ʿAbd al-Rahman Jami (1414–1492) is a culminating figure in Perso-Islamic culture, whose reputation and influence have remained undiminished throughout the eastern Islamic world – the Ottoman empire and Central Asia, Iran, India, China, and the Malay world. Primarily celebrated as a poet, Jami was also an accomplished Islamic scholar and Arabist, a Sufi of great standing, and an acerbic polemicist and social critic. He was most closely associated with the Timurid dynasty; but his international renown made him a favourite also of other political powers of the time.
In this masterfully concise study, Algar begins with a sketch of the geographical and historical landscape behind the events of Jami's life in Herat and beyond. He explains the influences upon his character and work, the factors that shaped his poetic output, its literary forms, and thematic concerns, the reasons for the precise configuration of his Sufism within the Naqshbandiyya, and his combative support for some of the doctrines of Ibn ʿArabi. Algar also discusses the concept and Jami's practice of 'seclusion within society', whereby the Sufi was attentive to the problems of the community while being detached from them. Jami's social critique and some of his polemic against fake scholars and sham Sufis can be understood as part of that concern for community. Finally, Algar surveys the transmission of Jami's literary, intellectual, and spiritual legacy to the eastern Islamic world, and, within suggestions for further reading and study, he presents an overview of recent Jami scholarship in the Islamic world, the West, and China.

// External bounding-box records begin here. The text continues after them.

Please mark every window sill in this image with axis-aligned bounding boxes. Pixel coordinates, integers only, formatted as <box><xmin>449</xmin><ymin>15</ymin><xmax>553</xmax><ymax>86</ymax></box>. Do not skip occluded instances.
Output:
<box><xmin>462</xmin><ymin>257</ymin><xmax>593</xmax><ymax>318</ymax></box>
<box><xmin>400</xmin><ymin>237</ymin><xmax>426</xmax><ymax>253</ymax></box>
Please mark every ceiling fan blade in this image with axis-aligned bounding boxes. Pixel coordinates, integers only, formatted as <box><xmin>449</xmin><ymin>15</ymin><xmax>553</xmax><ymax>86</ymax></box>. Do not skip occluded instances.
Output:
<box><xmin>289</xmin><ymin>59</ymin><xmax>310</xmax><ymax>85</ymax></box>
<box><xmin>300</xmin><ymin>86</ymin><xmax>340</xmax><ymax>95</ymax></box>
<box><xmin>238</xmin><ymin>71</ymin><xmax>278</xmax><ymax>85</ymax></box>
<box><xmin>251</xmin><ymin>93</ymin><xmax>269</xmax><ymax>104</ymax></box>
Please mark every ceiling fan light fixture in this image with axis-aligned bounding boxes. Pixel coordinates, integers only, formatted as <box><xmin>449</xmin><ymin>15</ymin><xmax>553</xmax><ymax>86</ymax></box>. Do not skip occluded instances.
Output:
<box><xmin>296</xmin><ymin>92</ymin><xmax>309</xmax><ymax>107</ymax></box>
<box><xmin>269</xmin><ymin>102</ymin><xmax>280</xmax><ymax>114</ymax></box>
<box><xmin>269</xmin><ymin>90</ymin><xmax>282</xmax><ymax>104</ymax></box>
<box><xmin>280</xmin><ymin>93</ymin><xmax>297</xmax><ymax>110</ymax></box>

Jami was published in 2013.
Hamid Algar is Professor Emeritus of Persian and Islamic Studies at the University of California, Berkeley. The principal emphases of his research and writing have been the history of Shiʿism in Iran, from the late eighteenth century to the present, and the diffusion and current status of the Naqshbandi order. His many publications range from Religion and State in Iran, 1785-1906: The Role of the Ulama in the Qajar Period (Berkeley and Los Angeles 1969) to Nakşibendilik (Istanbul 2012), a 600-page collection of his writings on the Naqshbandiyya.